Background: Patients undergoing CD19 chimeric antigen receptor (CAR) T-cell therapy exhibit multiple immune deficits that may increase their susceptibility to infections. Invasive fungal infections (IFI) are life-threatening events in the setting of hematological diseases. However, there is ongoing debate regarding the optimal role and duration of antifungal prophylaxis in this specific patient population.

Objectives: The objective of this study was to provide a comprehensive overview of the evolution of IFI prophylactic strategies over time and to assess IFI incidence rates in a cohort of patients with relapsed or refractory (R/R) lymphoma treated with CAR-T cell therapy.

Study design: Single-center, retrospective study from a cohort of patients with R/R B-cell lymphoma treated with CD19 CAR-T cell therapy between April 2016 and March 2023. Group A (April 2016- August 2020) consisted of patients primarily treated with fluconazole, irrespective of their individual IFI risk profile. In Group B (September 2020- March 2023) antifungal prophylaxis was recommended only for high-risk patients.

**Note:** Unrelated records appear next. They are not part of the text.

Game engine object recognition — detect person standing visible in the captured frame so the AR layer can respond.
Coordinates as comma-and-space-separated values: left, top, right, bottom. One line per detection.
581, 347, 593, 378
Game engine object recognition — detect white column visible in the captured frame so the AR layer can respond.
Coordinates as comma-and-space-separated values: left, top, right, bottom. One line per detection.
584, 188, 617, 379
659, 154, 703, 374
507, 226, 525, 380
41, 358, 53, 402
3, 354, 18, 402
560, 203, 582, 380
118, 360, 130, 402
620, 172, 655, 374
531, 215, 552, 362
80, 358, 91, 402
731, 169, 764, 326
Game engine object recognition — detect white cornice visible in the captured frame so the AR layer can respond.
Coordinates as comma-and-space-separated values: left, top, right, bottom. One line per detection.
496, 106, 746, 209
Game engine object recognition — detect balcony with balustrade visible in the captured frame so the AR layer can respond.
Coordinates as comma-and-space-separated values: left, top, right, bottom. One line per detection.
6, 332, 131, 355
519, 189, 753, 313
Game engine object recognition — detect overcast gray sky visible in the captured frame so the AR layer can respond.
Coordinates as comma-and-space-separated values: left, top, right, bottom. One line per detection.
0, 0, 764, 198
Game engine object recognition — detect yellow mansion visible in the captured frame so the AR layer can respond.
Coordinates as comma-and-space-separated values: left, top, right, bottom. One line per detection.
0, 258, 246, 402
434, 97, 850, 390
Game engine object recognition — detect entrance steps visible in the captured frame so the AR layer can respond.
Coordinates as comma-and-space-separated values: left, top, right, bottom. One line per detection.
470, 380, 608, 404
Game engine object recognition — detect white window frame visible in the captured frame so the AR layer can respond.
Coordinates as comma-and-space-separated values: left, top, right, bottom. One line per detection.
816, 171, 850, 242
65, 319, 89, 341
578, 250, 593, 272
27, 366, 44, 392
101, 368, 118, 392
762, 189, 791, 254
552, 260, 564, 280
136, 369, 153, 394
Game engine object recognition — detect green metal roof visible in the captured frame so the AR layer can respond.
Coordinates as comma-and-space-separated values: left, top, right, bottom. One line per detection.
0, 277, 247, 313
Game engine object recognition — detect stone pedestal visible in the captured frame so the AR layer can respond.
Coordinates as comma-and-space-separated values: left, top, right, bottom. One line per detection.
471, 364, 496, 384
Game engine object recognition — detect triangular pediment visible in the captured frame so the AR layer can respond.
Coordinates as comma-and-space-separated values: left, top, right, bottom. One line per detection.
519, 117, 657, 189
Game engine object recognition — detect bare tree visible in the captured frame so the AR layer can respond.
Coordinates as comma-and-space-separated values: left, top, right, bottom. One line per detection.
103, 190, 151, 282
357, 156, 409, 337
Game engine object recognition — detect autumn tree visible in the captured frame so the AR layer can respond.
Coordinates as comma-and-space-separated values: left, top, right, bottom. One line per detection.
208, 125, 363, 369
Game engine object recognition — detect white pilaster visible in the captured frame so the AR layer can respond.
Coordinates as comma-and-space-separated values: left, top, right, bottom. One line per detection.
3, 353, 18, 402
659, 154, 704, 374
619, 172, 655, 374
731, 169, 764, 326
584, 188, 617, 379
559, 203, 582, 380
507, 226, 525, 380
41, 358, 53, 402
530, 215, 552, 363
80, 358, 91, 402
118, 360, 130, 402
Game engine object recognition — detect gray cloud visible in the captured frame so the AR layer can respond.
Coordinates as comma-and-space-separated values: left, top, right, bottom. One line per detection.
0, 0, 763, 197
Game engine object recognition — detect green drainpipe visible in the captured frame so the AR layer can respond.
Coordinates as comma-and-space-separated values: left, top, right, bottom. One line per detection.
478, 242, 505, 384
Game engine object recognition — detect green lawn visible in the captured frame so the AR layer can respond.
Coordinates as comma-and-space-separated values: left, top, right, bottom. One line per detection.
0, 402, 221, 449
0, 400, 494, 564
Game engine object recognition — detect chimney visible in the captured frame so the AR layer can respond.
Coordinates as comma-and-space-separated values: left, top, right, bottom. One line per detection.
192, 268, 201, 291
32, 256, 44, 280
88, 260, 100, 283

Results: Overall, 330 patients were included. Antifungal prophylaxis was prescribed to 119/142 (84%) patients in Group A and 58/188 (31%) in Group B (p<0.001). Anti-mold azoles were prescribed to 8 (5.6%) patients in Group A and 21 (11.2%) patients in Group B. In Group A, 42 (29%) patients switched to another antifungal, 9 (21%) because of toxicity, with 6 cases of transaminitis and 3 cases of prolonged QTc. In Group B, 21 (11.2%) patients switched the antifungal drug, mainly from fluconazole or micafungin to a mold-active agent following revised guidelines. No difference was found in liver toxicity between the two groups at infusion, day 10, and day 30. No significant differences were observed between the groups. IFI following CAR T-cell therapy were rare, with one case of cryptococcal meningoencephalitis in group A (0.7%) and one case of invasive aspergillosis in group B (0.5%), both occurring in patients on micafungin prophylaxis.

Conclusion: In this large single-center cohort of patients with R/R lymphoma treated with CAR T-cells, we show that individualized prophylaxis, alongside careful management of CAR T-cell related toxicities like CRS, was associated with a very low IFI rate, avoiding the risk of unnecessary toxicities, drug-drug interactions, and high costs.

Keywords: CAR-T cell toxicity; R/R B cell lymphoma; antifungal prophylaxis; invasive fungal infections; risk stratification.